Despite the hiccups we went through in set up, once I got my stuff together and got going, this was lots of fun. If you want to watch Martha’s craft guy set this up and do it and then have it turn out pristine, please click here. Otherwise, follow along below.

NOZZLE NOTE: The Elmer’s glue lid is the perfect ‘nozzle’ for this project. If you are going to use it as your nozzle, you HAVE to get Elmer’s. I got the knock off and the lid didn’t fit any plastic water/soda bottle in this house. Luckily I had a random squeeze bottle it did fit on. And look, you have lots of squeeze bottles in your house. Use whatever you can, just make sure a flow of paint can get through it not to fast, not too slow.

Pendulum Painting Supplies

  • 3 bamboo poles, or any three poles at least 4 feet in length (I ended up using curtain rods. Super classy)
  • String or twine
  • Empty plastic water or soda bottles
  • Lid(s) from Elmer’s glue bottles, or some other top that will allow a steady stream of paint
  • Scissors
  • Hot glue gun and duct tape (optional)
  • Tempera paint
  • Water
  • Mixing cup
  • Paper clips

1.Make your tri-pod: Lash the three poles you have chosen together at the top to form a tripod. Try weaving the twine through the poles and then around. I made a chain of four large rubber bands, looped one pole, twisted the rubber band, looped another and so on with the third. Then I wrapped the rubber band chain around all three poles and looped it securely on one pole. Set it up where ever you intend to paint to make sure it stands up and won’t slide around.
2. Make your pendulum: cut off the bottom of your plastic bottle. Then use your scissors or a hole punch to make three or four holes around the open end. You can reinforce the holes with tape if you want. Tie a piece of twine through each hole, make sure you leave enough that you can hang it from the top of your tri-pod to one inch above the paper.
3. Make sure your nozzle fits on your bottle. If you are worried about it leaking, hot glue the sucker in place!
4. Hang your pendulum: Measure how long you will need your pendulum to be in order for the nozzle to be about 1 inch from the paper, then tie all three or four pieces of twine or string together in one knot. Attach to the top of your tri-pod with one or more paper clips (loop your paper clips over one of the strings or rubber bands lashing together poles and then loop your tied pendulum strings on the other end). Make sure your paper clip chain is long enough to let the pendulum swing free of the tri-pod.
5. Make your paint: mix equal parts water and Tempera paint together, stirring well from the bottom. Make sure your nozzle is closed, and fill the upside down bottle 3/4 of the way with paint.

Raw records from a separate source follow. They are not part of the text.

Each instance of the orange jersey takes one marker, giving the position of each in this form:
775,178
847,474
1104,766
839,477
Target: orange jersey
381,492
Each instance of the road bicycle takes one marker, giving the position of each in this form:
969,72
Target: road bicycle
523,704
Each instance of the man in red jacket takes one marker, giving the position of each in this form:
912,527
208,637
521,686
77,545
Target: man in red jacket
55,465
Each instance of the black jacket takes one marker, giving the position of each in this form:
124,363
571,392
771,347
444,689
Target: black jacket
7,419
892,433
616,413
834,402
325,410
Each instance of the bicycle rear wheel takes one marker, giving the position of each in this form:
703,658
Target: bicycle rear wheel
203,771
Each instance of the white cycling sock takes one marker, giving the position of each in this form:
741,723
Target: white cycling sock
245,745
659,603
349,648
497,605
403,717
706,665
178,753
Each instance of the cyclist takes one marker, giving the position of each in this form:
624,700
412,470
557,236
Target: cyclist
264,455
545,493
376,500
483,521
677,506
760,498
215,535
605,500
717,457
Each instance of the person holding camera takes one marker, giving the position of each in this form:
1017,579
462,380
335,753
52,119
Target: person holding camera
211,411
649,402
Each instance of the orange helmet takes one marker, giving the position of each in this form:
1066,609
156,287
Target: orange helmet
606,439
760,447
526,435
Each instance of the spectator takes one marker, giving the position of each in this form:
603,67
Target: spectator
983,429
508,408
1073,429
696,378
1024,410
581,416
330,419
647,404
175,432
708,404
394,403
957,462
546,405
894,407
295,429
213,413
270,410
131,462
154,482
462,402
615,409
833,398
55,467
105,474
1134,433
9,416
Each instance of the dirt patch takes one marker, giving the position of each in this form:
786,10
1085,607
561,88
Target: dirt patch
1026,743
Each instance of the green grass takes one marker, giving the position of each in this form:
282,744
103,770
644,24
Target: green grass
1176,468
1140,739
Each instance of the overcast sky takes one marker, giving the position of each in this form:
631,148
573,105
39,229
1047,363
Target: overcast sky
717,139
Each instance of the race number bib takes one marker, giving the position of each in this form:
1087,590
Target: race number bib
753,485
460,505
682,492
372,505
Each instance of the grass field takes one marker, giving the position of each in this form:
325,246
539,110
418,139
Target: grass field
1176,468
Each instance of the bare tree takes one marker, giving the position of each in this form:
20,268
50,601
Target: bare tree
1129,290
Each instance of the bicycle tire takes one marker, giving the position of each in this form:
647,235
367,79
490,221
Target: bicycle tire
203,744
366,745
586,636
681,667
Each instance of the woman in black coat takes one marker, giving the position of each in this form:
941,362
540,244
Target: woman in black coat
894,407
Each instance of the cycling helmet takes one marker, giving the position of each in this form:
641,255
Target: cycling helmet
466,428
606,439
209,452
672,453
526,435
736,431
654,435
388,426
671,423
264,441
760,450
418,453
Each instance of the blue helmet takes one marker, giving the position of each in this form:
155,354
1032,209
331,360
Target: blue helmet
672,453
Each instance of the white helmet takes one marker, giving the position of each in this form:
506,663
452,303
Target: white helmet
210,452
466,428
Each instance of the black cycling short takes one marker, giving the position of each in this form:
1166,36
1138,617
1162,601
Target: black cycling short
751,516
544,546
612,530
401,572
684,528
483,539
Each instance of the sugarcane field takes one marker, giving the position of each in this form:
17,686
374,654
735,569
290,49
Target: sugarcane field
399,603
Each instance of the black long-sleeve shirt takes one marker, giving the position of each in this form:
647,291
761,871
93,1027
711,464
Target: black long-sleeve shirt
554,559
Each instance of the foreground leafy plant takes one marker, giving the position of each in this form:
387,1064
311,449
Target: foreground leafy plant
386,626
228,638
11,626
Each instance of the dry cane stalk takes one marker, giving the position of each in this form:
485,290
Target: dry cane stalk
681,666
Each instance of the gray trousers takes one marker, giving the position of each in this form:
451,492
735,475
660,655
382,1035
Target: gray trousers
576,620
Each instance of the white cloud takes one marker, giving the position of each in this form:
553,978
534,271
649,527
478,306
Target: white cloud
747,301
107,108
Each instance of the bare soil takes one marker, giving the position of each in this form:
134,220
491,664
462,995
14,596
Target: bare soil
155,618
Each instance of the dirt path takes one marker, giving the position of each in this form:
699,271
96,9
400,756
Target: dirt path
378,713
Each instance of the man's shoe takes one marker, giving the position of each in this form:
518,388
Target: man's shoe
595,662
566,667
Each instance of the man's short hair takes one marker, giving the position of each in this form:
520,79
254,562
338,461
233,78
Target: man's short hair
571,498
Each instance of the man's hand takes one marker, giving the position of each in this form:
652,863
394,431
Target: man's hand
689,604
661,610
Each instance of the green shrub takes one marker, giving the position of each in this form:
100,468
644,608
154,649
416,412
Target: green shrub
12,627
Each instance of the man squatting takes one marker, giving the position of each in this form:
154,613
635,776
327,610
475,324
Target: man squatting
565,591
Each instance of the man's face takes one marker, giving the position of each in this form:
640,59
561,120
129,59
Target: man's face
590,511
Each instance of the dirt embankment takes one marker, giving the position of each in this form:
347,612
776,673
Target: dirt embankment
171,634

6. Make you picture: Lay out your poster board or whatever paper you want under the tri-pod. Pull bottle to the side of the paper, open the nozzle and let the bottle go! 

Grace twisted open the nozzle and then started shouting "Paint is coming out! It's leaking paint! " While I'm shouting back "Let it go, let it GO!" which she promptly did, with such force it slammed into one of the poles, sloshing paint out. After that though, she was more gentle when changing the direction of the pendulum.